Información sensible
Aun así y más allá de lo que podría objetarse y cuestionar sobre los actos de Foos en El motel del voyeur, hubo uno de ellos que supera ampliamente las espiadas sexuales; en una de sus incursiones, el motelero fue testigo de un asesinato que nunca denunció, por temor a tener que delatar su lugar en los hechos y por un descuido impulsado por lo oculto de su práctica, lo que se transformó en una carga durante el resto de su vida, según deja entrever Foos cuando le responde a Talese por qué no había delatado el crimen. Desde ya, tal cuestión tiene un componente ético muy difícil de ubicar y pone a Foos en un lugar incómodo para el lector, minimizando cualquier otra de sus incursiones libidinosas, y por extensión también a Talese, quien jamás denunciará tal situación ya que tener esa información tan sensible y el afán por conservarla, seguramente fueron justificativo suficiente para el periodista. El motel del voyeur será publicado 36 años después de ese hecho, por lo que cualquier delito relacionado estaría prescripto.

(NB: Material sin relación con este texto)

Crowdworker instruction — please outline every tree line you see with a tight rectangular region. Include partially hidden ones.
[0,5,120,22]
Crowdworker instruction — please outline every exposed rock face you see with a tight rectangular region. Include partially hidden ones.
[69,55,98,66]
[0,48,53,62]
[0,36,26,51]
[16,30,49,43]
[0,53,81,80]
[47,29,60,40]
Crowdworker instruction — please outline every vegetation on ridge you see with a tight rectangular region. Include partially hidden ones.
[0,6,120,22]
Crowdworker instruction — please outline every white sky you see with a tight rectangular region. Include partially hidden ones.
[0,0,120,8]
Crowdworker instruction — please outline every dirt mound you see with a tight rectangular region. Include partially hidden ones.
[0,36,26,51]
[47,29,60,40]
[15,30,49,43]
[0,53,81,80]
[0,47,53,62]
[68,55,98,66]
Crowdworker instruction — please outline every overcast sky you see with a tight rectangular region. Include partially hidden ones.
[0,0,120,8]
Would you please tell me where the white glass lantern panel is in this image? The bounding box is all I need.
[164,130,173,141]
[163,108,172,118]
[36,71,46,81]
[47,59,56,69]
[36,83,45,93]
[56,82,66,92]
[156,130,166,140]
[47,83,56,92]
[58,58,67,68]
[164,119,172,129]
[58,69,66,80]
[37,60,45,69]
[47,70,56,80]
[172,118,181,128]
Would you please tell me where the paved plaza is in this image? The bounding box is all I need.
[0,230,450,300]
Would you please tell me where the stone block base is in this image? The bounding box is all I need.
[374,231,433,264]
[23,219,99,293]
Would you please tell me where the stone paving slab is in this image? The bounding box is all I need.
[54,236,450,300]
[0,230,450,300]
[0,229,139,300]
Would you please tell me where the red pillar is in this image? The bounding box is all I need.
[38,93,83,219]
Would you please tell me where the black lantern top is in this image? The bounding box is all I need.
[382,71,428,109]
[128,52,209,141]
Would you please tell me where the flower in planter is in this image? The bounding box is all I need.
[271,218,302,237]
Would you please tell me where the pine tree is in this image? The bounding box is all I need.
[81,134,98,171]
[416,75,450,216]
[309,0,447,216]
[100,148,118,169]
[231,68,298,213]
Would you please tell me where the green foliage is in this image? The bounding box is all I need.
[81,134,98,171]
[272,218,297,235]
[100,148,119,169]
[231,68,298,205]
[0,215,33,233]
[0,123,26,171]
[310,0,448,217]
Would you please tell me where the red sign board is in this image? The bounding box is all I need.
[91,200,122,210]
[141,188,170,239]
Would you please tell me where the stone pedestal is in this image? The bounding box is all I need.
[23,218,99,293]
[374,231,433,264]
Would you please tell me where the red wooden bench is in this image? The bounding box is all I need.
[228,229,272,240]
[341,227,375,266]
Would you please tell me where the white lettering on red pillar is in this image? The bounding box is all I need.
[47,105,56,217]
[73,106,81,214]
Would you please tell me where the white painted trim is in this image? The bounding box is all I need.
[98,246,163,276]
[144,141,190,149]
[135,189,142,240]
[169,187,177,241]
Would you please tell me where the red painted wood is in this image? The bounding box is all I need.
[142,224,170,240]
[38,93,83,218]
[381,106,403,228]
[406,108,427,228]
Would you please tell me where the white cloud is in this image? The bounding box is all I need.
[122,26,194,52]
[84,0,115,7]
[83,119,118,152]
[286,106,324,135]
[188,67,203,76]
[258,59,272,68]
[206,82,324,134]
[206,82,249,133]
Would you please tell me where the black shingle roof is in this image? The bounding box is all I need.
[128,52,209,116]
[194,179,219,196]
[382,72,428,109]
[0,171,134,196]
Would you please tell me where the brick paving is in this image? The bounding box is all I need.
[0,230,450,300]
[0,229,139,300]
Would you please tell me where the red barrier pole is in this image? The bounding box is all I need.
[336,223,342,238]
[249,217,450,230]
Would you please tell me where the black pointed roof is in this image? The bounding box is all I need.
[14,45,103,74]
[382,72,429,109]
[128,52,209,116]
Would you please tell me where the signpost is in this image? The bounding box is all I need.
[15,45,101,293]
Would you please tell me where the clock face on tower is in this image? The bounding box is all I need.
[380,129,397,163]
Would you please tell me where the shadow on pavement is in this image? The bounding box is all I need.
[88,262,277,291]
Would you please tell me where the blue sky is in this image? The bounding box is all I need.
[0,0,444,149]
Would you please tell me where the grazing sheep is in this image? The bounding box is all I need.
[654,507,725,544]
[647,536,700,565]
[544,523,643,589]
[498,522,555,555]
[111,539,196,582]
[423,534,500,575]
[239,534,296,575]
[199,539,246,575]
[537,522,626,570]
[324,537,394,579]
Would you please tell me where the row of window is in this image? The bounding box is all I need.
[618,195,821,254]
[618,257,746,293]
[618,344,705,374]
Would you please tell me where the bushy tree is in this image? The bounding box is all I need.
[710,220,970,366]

El periodista y sus libros
Gay Talese viene de una familia con raíces italianas. Fue periodista en The New York Times hasta 1965 y escribió en The New Yorker, Time, Harper’s Magazine y en Esquire, que señaló un artículo suyo “Frank Sinatra está resfriado” como el mejor que había publicado. Algunos de sus libros hasta la fecha son: una recopilación de sus crónicas deportivas llamada El silencio del héroe; Honrarás a tu padre, un informe sobre la mafia que inspiró la serie Los Soprano; Los hijos, donde narra su historia familiar, y su autobiografía denominada Vida de escritor. El motel del voyeur es su último libro, y recibió comentarios como los siguientes: “Un magnífico reportaje de suspenso donde ambos, el voyeur y el periodista, parecen rondar el delito”, y “Un relato espeluznante y perturbador pero también una sórdida y absorbente muestra de la vida estadounidense”.